After Glinka came Dargomyzhsky with his Malorossiiskaya (Ukrainian) and Chukhonskaya (Finnish) fantasies for orchestra. But it was the Caucasian motifs that Russian composers found the most attractive. Here the pioneer was the leader of the Mighty Five, Balakirev, who brought back notations of local folk songs and dances from his trips through Georgia. Balakirev was especially enchanted by the Georgian lezghinka: “There is no better dance. Much more passionate and graceful than the tarantella, it reaches the majesty and nobility of the mazurka.”60 The result of Balakirev’s Caucasian enthusiasms were his symphonic poem Tamara and the piano fantasy Islamey, which elicited the praise of Franz Liszt, became popular with the public, and is still the touchstone for Russian piano virtuosi.

The extreme importance of Oriental motifs for the Mighty Five was underscored by Rimsky-Korsakov: “These new sounds were a sort of revelation for us then, we all were literally reborn.”61 He was the first in the group to write a major work of an Oriental character, the symphony Antar (1868), which was followed by his symphonic suite Scheherazade, still a staple of symphonic orchestras around the world.

A little-known episode in the history of Petersburg music is indicative of the importance for it of imperial themes. In 1880 the twenty-fifth anniversary of Alexander II’s reign was marked with great pomp. Among other festivities tableux vivants were planned, depicting various significant moments of Alexander II’s era, including Russia’s military victories. The music for these “living pictures,” commissioned by the government, was written by leading composers, including Rimsky-Korsakov, Mussorgsky, Borodin, and Tchaikovsky.

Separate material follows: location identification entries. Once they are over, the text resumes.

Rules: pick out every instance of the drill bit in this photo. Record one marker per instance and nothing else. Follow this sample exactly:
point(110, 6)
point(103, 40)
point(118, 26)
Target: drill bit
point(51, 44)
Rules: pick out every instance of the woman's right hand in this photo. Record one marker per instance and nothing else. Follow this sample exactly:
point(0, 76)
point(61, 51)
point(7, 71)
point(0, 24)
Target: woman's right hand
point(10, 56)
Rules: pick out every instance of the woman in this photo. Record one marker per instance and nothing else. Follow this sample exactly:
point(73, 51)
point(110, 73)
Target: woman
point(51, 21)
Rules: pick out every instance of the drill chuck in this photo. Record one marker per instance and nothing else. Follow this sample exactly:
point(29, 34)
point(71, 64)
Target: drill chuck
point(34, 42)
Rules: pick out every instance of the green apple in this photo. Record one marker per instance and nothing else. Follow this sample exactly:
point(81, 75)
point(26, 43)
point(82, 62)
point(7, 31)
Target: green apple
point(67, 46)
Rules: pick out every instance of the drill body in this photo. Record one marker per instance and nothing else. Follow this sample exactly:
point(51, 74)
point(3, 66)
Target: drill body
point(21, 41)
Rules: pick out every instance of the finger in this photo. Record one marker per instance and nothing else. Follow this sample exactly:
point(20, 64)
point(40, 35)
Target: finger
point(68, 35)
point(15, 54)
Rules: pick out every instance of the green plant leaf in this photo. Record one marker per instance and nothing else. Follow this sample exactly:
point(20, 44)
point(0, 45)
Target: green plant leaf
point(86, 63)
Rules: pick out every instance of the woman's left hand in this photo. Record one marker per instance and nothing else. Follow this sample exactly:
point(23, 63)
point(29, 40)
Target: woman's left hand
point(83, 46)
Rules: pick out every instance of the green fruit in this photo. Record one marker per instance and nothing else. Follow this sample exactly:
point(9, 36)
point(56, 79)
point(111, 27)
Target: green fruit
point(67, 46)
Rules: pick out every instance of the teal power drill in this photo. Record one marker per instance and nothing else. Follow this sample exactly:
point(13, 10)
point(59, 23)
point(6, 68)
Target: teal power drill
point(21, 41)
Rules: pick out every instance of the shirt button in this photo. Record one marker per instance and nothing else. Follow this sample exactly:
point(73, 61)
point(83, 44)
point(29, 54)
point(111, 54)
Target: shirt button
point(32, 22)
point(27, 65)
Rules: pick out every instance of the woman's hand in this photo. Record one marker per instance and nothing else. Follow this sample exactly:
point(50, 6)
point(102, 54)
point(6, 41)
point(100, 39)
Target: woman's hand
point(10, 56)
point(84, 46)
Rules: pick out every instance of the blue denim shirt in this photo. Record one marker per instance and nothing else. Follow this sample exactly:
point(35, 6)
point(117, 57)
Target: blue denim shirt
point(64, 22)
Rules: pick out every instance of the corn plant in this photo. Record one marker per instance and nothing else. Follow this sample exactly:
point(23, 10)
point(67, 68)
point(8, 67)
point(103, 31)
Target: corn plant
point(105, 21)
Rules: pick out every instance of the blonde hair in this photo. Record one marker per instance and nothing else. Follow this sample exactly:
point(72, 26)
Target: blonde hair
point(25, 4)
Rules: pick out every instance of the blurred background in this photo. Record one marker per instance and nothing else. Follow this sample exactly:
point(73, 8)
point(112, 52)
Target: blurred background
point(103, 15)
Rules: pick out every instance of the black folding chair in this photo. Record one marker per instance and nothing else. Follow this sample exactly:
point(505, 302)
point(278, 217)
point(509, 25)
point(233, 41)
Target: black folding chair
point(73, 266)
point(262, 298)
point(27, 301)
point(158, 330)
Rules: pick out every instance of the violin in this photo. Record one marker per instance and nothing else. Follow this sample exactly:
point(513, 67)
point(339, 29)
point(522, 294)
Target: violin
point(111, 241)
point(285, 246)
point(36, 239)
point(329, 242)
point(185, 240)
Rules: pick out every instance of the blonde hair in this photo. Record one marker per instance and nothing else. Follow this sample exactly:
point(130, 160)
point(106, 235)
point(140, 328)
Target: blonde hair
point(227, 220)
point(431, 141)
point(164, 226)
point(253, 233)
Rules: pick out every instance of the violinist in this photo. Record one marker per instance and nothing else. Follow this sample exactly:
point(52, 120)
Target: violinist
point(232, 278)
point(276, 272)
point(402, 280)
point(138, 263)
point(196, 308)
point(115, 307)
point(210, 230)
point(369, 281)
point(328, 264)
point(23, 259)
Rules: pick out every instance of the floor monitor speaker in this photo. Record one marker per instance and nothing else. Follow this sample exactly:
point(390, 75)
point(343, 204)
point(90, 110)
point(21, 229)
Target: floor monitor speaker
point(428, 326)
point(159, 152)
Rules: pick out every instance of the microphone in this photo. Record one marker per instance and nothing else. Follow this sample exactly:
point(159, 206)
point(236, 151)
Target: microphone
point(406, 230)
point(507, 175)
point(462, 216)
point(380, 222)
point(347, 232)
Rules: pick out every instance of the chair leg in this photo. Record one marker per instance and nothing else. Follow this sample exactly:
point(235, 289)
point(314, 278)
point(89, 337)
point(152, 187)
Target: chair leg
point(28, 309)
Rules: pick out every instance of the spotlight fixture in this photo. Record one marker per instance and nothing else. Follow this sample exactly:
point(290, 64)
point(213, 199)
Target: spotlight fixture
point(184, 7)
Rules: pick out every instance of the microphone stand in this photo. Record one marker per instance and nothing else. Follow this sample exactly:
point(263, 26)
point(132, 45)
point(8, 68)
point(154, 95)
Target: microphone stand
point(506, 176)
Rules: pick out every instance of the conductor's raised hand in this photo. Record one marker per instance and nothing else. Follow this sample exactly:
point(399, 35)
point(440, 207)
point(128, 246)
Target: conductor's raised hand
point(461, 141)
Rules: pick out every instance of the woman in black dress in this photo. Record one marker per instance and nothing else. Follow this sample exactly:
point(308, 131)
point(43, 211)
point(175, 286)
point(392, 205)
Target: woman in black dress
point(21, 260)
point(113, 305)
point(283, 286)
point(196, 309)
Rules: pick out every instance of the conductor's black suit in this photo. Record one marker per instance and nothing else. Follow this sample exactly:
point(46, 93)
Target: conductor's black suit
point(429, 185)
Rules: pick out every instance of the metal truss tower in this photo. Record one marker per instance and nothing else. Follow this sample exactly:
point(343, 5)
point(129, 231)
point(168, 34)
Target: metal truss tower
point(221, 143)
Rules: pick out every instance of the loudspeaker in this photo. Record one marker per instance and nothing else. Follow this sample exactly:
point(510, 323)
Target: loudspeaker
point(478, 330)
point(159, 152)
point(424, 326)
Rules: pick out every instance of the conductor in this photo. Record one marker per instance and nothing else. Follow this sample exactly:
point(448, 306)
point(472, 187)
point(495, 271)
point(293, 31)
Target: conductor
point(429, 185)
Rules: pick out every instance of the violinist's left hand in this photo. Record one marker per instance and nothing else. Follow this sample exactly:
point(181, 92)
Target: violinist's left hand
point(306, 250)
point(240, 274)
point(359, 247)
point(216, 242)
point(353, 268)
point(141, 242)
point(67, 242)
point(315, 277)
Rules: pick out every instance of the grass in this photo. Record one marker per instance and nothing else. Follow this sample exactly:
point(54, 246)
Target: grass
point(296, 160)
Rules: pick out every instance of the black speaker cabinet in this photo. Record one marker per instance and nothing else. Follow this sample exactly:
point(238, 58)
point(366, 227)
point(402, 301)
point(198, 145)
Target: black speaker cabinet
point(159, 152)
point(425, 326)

Mussorgsky’s chauvinism is well known. It was second only to Balakirev’s, whose religious fanaticism and anti-Semitism were legendary. The Polish characters in Boris Godunov are drawn with extreme antipathy; they are no less caricatures than the Poles in Glinka’s A Life for the Tsar, which is particularly striking in the much more realistic and psychologically sophisticated opera by Mussorgsky.

Paradoxically, Mussorgsky’s “Jewish” music hardly reflects his anti-Semitic feelings at all. The marvelous choruses “The Destruction of Sennacherib” and “Jesus Navin” (the musical theme for which Mussorgsky borrowed from neighborly Jews), “Hebrew Song,” as well as the famous “Two Jews, One Rich, One Poor” from Pictures at an Exhibition are imbued with respect for biblical Jewish figures but also with sympathy for modern Jewish people, who suddenly found themselves on the territory of the Russian Empire with the annexation of the Ukraine, Lithuania, and Poland, where millions of Jews resided.

In just the same way, Mussorgsky’s orchestral march “The Capture of Kars,” intended to accompany one of the living pictures in honor of the conquest of that Turkish fortress by Alexander II’s army, is triumphant but by no means jingoistic. Moreover, Mussorgsky’s vocal ballad “Forgotten,” composed six years earlier, is one of the most powerful antiwar statements in world music. The remarkable story of its creation gives evidence of the existence inside Petersburg culture of a powerful opposition to its prevailing imperial ambitions.

In March 1874 the battle artist Vassily Vereshchagin opened an exhibit in Petersburg of his works, depicting the conquest of Turkestan by Russia. Diligently crafted, almost photographic in technique, his paintings re-created the highlights of the military actions in central Asia. A tireless laborer and flashy self-promoter, Vereshchagin knew how to present his works to best effect. They were dramatically lit, in later years with custom-built electric projectors, a recent innovation. The exhibit enjoyed a sensational success with the Petersburg public.

Astonishing in their naturalistic detail and unsettling in their fearless depiction of the horrors of war, Vereshchagin’s canvases were enormously popular not only in Russia but also in Europe, where the artist was considered the best contemporary Russian painter, and in New York City, where Vereshchagin’s exhibition of 1889 brought him $84,000, a large sum for those days.

To get into the Vereshchagin show in Petersburg, people spent hours in line, shivering in the cold spring wind. The Petersburg intelligentsia attended, including Stasov and Mussorgsky. The high military authorities were also there. And inevitably, a scandal broke out.